A Government-commissioned report has called for an overhaul of fund manager pay as part of a package of reforms aimed at better aligning the interests of asset managers and investors.
The John Kay review of equity markets, published this week, calls for regulatory authorities to ensure fiduciary standards apply to all relationships in the investment chain, including asset managers, brokers, platforms, IFAs and the end investor.
Kay, a professor at the London School of Economics, warns the asset management industry is dominated by short-term thinking with too much emphasis on relative performance, creating a “misalignment of incentives”.

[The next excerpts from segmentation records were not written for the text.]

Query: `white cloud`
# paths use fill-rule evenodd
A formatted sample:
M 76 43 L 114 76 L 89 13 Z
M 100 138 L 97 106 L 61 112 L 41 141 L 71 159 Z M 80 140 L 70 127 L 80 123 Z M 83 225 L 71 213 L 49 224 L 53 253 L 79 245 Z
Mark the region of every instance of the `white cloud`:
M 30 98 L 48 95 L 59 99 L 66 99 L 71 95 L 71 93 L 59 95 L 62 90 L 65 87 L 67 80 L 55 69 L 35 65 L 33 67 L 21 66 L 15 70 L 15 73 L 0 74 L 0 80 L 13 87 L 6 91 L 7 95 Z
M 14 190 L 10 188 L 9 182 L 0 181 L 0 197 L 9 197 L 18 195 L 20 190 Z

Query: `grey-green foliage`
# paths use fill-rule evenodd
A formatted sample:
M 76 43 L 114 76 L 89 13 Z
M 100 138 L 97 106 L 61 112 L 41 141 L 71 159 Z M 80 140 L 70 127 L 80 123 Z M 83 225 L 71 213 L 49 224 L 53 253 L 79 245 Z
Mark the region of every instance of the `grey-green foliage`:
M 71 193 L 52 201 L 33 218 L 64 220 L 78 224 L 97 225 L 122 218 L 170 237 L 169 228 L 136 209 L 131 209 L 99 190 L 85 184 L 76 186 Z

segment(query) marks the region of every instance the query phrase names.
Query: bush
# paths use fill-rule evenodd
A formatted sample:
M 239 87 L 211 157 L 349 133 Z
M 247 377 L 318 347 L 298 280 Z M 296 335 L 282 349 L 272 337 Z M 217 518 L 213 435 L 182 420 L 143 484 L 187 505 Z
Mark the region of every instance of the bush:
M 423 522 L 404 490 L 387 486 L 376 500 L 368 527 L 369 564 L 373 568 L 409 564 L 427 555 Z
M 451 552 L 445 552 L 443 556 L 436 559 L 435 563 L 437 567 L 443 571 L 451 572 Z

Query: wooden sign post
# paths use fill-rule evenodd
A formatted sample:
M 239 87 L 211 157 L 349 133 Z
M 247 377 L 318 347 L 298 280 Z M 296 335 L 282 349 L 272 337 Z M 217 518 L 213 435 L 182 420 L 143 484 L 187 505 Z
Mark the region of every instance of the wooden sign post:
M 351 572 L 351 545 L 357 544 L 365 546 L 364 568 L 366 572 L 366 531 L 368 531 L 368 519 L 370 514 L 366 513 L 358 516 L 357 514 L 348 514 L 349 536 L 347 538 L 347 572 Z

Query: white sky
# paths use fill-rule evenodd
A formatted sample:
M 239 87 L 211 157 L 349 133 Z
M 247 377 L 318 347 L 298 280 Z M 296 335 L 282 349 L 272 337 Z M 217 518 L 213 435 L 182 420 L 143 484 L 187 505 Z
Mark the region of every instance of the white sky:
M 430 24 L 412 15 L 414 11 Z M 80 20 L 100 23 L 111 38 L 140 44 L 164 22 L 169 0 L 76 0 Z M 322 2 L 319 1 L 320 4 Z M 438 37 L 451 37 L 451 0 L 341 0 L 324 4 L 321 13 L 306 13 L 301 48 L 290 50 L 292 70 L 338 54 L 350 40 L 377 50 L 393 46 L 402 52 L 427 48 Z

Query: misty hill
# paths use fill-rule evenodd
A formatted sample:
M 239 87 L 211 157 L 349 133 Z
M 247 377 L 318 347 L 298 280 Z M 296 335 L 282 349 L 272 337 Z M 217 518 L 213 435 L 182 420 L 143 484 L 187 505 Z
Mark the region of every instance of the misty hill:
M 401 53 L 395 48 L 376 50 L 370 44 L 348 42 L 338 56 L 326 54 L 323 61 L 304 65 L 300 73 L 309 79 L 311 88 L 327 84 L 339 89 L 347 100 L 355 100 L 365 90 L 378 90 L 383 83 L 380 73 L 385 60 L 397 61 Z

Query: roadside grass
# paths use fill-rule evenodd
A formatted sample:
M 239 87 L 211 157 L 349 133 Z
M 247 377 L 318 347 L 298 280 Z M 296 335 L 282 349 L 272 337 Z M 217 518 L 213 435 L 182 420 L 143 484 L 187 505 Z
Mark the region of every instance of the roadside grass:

The review calls for asset management firms to align their fund managers’ remuneration with the interests and timescales of clients, rather than the short-term performance of the fund or firm. “A long-term performance incentive should be provided in the form of an interest in the fund (either directly or via the firm) to be held at least until the manager is no longer responsible for that fund,” says the report.
The study warns the time horizon over which the performance of asset managers is judged is too short, with fund managers fixated on outperforming their peers rather than absolute performance.
Kay suggests this means returns are based on the managers’ skills in anticipating their competitors’ actions rather than identifying the fundamental value of companies.
Kay says the close attention to short-term performance encourages benchmark-hugging by fund managers, worried about underperformance on a monthly or quarterly basis.
The paper suggests that defining ‘risk’ as tracking error relative to a benchmark is reducing the level of genuine active management undertaken by the industry.
“We were told that the result of all these pressures was frequent resort to ‘closet indexation’,” the review adds.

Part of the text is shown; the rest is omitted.